Ecco allora la reazione singolare di Ozia, il capo della città: “resistiamo ancora 5 giorni e in questo tempo il Signore rivolgerà di nuovo la sua misericordia su di noi… Ma se proprio passeranno questi giorni e non ci arriverà alcun aiuto, farò come avete detto voi” (Gd 7,30-31). Una reazione accomodante: da un lato va incontro alle rimostranze della gente, dall’altro rispetta la fede nel Signore salvatore del suo popolo. In realtà è il solito compromesso, ambiguo e artificioso.
Tentazione di sempre: ricattare Dio
Interviene allora Giuditta, e la sua parola mette a nudo la pretesa dell’atteggiamento d’Israele, ma anche dei suoi capi. E lo fa con una domanda ironica (“Ma chi vi credete d’essere?…”), e senza temere di prenderli in giro e sfotterli: “pretendete di capire l’agire del Signore, ma non ci capirete niente… Se non capite il cuore dell’uomo come potete presumere di scrutare i pensieri e i disegni del Signore?”.
Quale era stata, in realtà, la pretesa del popolo? Tentare Dio, metterlo alla prova. Ecco il peccato antico, già commesso dai padri d’Israele lungo il deserto, così grave da ricordare anche il posto (a Massa e a Meriba), quando dubitarono, anche allora, della protezione del Signore. Così a Betulia, così ai giorni nostri… è la tentazione classica, che pretende di strumentalizzare Dio, suggerirgli cosa deve fare, anzi, addirittura porgli dei limiti di tempo, quasi sfidarlo e minacciarlo, presumendo di mettergli paura, in una sorta d’infantile ricatto da parte del credente risentito, perché Dio non l’avrebbe soccorso come lui pretendeva.
Ho la netta sensazione che questa pretesa sia presente un po’ in tutti rendendoci meno credenti, e che la grande maggioranza degli ex-credenti siano tali perché la pretesa non è stata appagata.

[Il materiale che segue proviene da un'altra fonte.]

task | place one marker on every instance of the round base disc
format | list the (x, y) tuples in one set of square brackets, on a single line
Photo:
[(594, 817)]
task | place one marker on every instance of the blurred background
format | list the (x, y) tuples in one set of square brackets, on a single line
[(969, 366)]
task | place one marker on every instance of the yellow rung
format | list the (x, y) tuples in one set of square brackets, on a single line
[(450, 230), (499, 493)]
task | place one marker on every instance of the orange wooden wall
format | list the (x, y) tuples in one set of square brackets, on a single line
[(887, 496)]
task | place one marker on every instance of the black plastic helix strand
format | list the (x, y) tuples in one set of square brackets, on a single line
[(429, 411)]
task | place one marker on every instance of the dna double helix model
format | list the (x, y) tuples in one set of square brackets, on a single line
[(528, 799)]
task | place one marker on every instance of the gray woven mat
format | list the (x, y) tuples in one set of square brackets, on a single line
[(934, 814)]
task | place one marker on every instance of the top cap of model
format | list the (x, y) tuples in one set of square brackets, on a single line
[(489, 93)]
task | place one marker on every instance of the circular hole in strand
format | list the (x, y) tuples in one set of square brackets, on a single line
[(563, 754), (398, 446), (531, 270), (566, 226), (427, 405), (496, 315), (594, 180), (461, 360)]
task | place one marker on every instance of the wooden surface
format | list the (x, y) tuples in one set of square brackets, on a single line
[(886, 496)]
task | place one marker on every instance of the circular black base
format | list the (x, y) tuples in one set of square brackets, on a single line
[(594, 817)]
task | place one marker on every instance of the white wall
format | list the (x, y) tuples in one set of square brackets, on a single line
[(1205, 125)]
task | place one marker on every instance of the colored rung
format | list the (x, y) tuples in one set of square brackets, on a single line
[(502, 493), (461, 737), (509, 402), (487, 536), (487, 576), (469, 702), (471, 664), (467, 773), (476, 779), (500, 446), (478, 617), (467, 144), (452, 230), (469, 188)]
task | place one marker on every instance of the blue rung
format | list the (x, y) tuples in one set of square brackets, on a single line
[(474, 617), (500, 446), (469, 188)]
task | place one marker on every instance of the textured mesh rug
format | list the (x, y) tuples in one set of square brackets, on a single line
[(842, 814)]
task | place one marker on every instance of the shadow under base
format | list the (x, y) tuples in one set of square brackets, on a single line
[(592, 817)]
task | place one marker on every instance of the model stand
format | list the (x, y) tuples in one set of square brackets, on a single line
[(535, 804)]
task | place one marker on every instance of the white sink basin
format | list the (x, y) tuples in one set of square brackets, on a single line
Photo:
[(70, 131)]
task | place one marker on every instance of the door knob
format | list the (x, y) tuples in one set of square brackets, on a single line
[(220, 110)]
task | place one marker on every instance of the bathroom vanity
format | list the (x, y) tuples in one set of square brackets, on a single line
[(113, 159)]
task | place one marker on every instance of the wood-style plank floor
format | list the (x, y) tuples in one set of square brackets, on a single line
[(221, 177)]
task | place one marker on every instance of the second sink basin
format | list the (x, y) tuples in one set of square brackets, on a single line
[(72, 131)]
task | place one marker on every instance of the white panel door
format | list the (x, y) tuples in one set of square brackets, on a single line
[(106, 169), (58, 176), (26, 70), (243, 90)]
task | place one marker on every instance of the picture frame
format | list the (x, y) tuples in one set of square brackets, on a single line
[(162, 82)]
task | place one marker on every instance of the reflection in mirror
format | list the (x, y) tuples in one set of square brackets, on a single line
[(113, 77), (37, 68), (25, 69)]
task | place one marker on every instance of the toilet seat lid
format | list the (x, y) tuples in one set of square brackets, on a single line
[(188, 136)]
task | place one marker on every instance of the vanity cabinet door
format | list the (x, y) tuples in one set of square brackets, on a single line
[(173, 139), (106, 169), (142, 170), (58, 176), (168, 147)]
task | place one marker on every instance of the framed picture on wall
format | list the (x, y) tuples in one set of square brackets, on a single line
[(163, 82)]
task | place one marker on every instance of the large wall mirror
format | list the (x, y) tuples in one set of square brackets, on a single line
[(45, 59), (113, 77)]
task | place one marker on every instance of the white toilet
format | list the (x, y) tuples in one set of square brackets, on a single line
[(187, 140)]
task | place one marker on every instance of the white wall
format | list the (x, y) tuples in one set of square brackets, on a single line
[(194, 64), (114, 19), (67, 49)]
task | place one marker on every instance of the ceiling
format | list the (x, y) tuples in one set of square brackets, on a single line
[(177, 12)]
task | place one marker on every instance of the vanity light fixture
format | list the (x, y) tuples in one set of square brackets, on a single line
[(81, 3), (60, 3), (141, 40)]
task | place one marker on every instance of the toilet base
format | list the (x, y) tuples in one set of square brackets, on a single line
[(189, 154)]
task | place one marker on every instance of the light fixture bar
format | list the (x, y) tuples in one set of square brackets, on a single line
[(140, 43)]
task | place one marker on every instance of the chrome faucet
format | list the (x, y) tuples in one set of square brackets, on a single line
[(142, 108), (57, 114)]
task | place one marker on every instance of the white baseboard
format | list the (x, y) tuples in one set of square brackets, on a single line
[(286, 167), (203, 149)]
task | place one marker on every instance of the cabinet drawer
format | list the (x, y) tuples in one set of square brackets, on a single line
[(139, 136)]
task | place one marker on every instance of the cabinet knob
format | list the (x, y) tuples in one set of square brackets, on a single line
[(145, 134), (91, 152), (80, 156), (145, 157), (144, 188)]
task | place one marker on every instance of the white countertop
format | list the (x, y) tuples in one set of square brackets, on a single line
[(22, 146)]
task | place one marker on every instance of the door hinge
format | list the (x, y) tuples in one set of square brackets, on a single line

“Così ha fatto con i nostri padri…”
Giuditta dà un’autentica lezione di storia della salvezza ai capi d’Israele (sacerdoti compresi) e spiega che, al contrario, spetta a Dio sottoporre l’uomo alla prova; questo è proprio l’agire divino, lo stile inconfondibile di Dio. Così è stato nella storia, basta ricordarsi d’Abramo, d’Isacco, di Giacobbe…, messi alla prova per saggiare il cuore e purificarlo, per renderli sempre più liberi di lasciarsi benvolere dall’Eterno e amare alla sua maniera, di lasciarsi chiamare dalla sua voce e accoglierla.
La provocazione di Giuditta è ineccepibile sul piano teologico, e mi fa venire in mente quanto Von Balthasar ripeteva spesso: non è l’uomo a fare esperienza di Dio, ma è Dio che fa esperienza dell’uomo, al punto che nelle Scritture sante non v’è traccia dell’uomo che cerca Dio, ma semmai di Dio che fin dall’inizio è sulle strade dell’uomo, per cercarlo e svelarsi a lui.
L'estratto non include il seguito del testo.